The fix that stuck for us is boring: write the eval before you write the prompt. Before touching a single instruction, we write down ten to thirty concrete input and output pairs that describe what good looks like. Some are happy paths. Most are the gnarly edge cases that actually break things: empty inputs, hostile inputs, ambiguous requests, and the long tail of real user phrasing. If we cannot describe success as a checkable example, we do not yet understand the task well enough to automate it.

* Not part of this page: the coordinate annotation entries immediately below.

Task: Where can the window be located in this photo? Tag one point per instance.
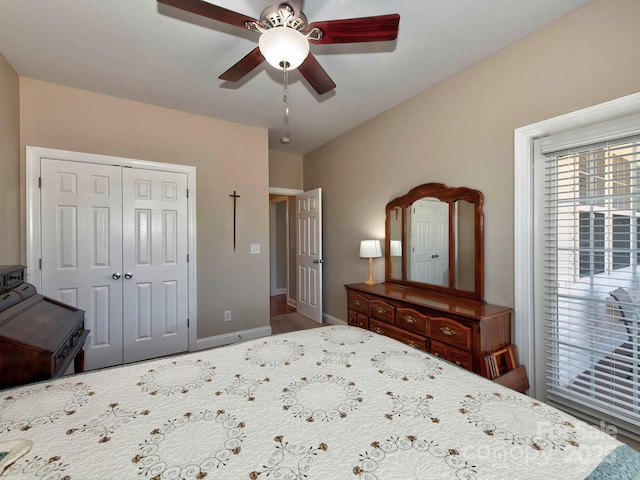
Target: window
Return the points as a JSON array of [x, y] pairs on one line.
[[592, 279]]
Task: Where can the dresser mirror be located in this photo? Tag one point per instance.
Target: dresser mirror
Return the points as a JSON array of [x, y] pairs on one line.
[[435, 240]]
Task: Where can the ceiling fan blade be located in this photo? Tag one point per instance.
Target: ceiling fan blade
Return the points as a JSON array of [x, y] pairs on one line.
[[313, 72], [352, 30], [206, 9], [244, 66]]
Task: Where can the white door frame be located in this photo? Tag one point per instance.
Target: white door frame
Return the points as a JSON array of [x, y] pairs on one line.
[[33, 226]]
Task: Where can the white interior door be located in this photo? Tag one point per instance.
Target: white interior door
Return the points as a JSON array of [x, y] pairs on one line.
[[309, 257], [154, 263], [81, 218]]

Once the examples exist, the prompt becomes a search problem instead of an art project. We run the candidate prompt against the full set, score each output, and read the failures. The score is never the point. The failures are the point. They tell you exactly where the model misread the task, and they turn vague complaints like it feels off into a specific row you can stare at.
A few things we learned the hard way. First, keep the eval set in version control next to the code, not in a spreadsheet someone forgets about. When the eval lives in the repo, every prompt change shows up as a diff with a measurable effect, and you can block a merge that regresses the numbers. Second, mix automatic and human grading. Exact match and schema checks catch the cheap mistakes for free. For anything subjective, a rubric plus a second model as a judge gets you most of the way, but you still want a human to spot check the judge, because judges drift too.
Third, treat the eval set as a living asset. Every production incident becomes a new test case. The bug that woke someone up at 2am goes straight into the set so it can never come back silently. Over a few months this turns into the single most valuable artifact the team owns. New hires read it to understand the product. Model upgrades become a one command decision instead of a leap of faith.
The payoff shows up when you swap models. When a new model drops, we do not argue about whether it is better. We run the suite, look at the delta, and decide in an afternoon. The same harness that protects against prompt regressions makes provider migrations cheap, which matters more every quarter as the frontier keeps moving.
None of this requires a fancy platform. Our first version was a single script, a folder of JSON examples, and a CSV of scores. The discipline is what matters, not the tooling. Write the eval first, read the failures, fold incidents back in, and let the numbers gate the merge. Do that and prompt engineering stops feeling like guesswork and starts feeling like engineering.